May 2, 2019 – NASA, FEMA, and ESA began a week-long exercise to plan for a hypothetical asteroid strike last Monday. Designed as a drill to deal with all aspects of what this type of danger would entail, the exercise has included detection, attempted deflection, and the worst case scenario, a direct hit on the planet’s surface whether on land or ocean.
Leviticus Lewis, in charge of FEMA’s Response Operations Division, stated: “What emergency managers want to know is when, where and how an asteroid would impact, and the type and extent of damage that could occur.”Â
In June 2018, a U.S. interagency working group published the “National Near-Earth Object Preparedness Strategy and Action Plan,” a 10-year plan to locate and track Near-Earth asteroids (NEOs). The plan had five goals:
- To enhance NEO detection, tracking, and characterization capabilities by developing a roadmap for improving readiness and reducing uncertainty.
- To improve NEO modeling tools and simulation to mitigate impact risks.
- To develop deflection and disruption technologies including fast-response NEO reconnaissance missions to potentially hazardous NEOs before a threat arises.
- To increase international cooperation to address global NEO impact risks.
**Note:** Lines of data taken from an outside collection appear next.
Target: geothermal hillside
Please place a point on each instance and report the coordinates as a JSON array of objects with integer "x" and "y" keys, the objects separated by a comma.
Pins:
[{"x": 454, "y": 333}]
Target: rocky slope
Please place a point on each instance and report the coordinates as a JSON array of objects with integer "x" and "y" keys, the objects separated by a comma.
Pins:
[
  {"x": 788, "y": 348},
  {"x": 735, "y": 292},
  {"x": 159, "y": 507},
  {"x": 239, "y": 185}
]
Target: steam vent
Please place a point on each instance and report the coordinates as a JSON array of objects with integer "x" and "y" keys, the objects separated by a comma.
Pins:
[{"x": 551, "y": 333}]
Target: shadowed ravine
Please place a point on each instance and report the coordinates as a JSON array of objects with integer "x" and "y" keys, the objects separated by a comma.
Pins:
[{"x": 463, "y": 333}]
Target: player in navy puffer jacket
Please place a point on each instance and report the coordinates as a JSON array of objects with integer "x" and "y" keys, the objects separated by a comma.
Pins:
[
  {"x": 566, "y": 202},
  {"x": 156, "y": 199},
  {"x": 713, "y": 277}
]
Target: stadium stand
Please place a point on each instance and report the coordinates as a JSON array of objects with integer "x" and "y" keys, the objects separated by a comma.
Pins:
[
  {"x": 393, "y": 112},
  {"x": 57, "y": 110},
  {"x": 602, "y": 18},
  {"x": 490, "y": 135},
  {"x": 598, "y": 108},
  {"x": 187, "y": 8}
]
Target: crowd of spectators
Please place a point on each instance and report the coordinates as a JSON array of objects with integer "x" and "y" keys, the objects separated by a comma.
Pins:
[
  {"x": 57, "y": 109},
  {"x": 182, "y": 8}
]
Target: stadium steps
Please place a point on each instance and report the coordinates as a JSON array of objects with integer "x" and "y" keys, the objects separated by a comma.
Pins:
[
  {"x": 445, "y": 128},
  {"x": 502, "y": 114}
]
- To strengthen and practice procedures and protocols to assess and respond to NEO risks.
The exercise this week isn’t the first time NASA has been practicing to combat a potential NEO threat, but it is the first time that ESA has joined in planning and development of threat of or real impact strategies.
The current test involves an asteroid discovered 8 years ago that tracks around the Sun in a high inclination orbit compared to that of Earth’s orbital plane. The orbit is also egg-shaped. The combination of these two makes intercepting the asteroid to deflect or destroy it very difficult. This fictitious space rock in the scenario being tested is initially seen to have a 10% likelihood of striking the planet. But tracking it soon shows those likelihood to strike percentages rising. The decision to deflect requires looking at a number of options from the use of nuclear weapons to destroy it, or sending a spacecraft to deflect it.
The exercise also looked at what if the entire asteroid or a fragment struck the Earth after a deflection or destruction attempt. What kinds of emergency response would be needed to deal with the challenges that would present whether the impact occurred as an air burst, or a strike over land or water?
ESA, the European Space Agency, as its contribution to combatting a NEO strike, is developing the Asteroid Impact and Deflection Assessment (AIDA) Mission with a planned near-Earth encounter in 2022 with the binary asteroid Didymos. The plan is to send two spacecraft to Didymos, the first an asteroid rendezvous mission, the second an impactor developed by NASA and John Hopkins’ Applied Physics Laboratory. The launch of the rendezvous spacecraft would occur in 2020. The NASA-designed impactor would be launched later to arrive in 2022 and impact with the secondary Didymos asteroid at a speed of 6 kilometers (3.7 miles per second). The rendezvous mission will record the results of the impact and relay them to Earth stations for analysis. If successful the impactor will deflect the asteroid’s trajectory and allow us to track and measure the consequences of the test.